Russland verstoße gegen seine Kooperationspflicht, weil es bestimmte Informationen zu dem Massaker nicht herausgeben wolle, erklärte die Große Kammer des Straßburger Gerichtshofes am Montag. 2012 hatte eine einfache Kammer neben der Kooperations-Verweigerung noch eine "menschenunwürdige Behandlung" einiger Opferfamilien gerügt. Die russischen Behörden verhielten sich gegenüber den Auskunft suchenden Angehörigen extrem abweisend, so die Richter damals. (AZ: 55508/07 und 29520/09)
Die sowjetische Geheimpolizei hatte im April und Mai 1940 rund 22.000 polnische Bürger erschossen, nachdem die Rote Armee in Polen einmarschiert war. In Straßburg geklagt hatten 15 Hinterbliebene, die eine bessere Aufklärung der Geschehnisse fordern. Sie waren nach dem ersten Urteil selbst in Berufung gegangen, müssen nun aber einen schwächeren abschließenden Richterspruch hinnehmen.
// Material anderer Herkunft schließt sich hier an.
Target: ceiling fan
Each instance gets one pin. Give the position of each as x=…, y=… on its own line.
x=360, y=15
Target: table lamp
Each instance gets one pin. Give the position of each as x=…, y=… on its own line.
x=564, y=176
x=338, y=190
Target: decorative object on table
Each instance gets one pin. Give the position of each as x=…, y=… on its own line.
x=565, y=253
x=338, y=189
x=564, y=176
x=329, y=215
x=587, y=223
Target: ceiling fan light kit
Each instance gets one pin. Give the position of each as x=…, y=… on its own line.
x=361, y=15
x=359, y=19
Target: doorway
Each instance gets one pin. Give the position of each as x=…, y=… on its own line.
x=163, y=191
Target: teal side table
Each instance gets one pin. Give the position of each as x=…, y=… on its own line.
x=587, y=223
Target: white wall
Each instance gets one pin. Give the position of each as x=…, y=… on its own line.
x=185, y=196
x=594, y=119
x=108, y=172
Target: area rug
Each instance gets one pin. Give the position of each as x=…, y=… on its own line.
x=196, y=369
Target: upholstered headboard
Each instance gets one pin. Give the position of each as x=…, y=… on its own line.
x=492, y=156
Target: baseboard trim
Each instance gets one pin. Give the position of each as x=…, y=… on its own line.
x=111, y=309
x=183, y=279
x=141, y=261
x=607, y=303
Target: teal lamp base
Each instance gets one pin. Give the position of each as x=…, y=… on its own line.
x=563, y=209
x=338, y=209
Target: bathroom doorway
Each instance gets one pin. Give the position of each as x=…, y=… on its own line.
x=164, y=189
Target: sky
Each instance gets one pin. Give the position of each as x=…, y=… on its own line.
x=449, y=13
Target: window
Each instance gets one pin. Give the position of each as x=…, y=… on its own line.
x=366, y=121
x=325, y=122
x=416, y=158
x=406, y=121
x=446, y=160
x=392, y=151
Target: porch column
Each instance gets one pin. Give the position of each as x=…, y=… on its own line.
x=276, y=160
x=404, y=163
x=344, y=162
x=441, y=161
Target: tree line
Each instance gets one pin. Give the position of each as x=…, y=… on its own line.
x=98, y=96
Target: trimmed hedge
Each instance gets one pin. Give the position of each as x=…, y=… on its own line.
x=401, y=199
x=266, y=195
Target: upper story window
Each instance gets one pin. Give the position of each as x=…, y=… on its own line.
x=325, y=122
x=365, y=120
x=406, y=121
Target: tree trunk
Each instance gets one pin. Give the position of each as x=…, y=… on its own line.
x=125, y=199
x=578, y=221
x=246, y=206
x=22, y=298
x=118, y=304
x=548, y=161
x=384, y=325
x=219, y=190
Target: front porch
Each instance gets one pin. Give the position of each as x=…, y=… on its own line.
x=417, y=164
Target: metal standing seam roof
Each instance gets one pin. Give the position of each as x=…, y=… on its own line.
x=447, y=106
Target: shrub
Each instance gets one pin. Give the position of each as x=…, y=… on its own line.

Menschenrechtsgerichtshof tut sich schwer mit Katyn-Fall
Das Zurückrudern erklären die Richter damit, dass die russischen Behörden den Tod der Katyn-Opfer offiziell anerkannt hätten. Von einer menschenunwürdigen Behandlung sei eher zu sprechen, wenn das Schicksal der Opfer ungewiss sei und die Behörden sich gegenüber den Auskunftsbitten der Angehörigen sehr gleichgültig zeigten, hieß es.
Der Menschenrechtsgerichtshof tut sich seit jeher schwer mit der Behandlung des Katyn-Falles, weil er so weit in die Vergangenheit reicht und Russland die Europäische Menschenrechtskonvention erst 1998 ratifiziert hatte. Es sei rechtlich nicht bevollmächtigt, Verstöße gegen das "Recht auf Leben" im Zusammenhang mit den Katyn-Geschehnissen und ihrer Aufarbeitung zu untersuchen, erklärte das Europa-Gericht am Montag unter anderem.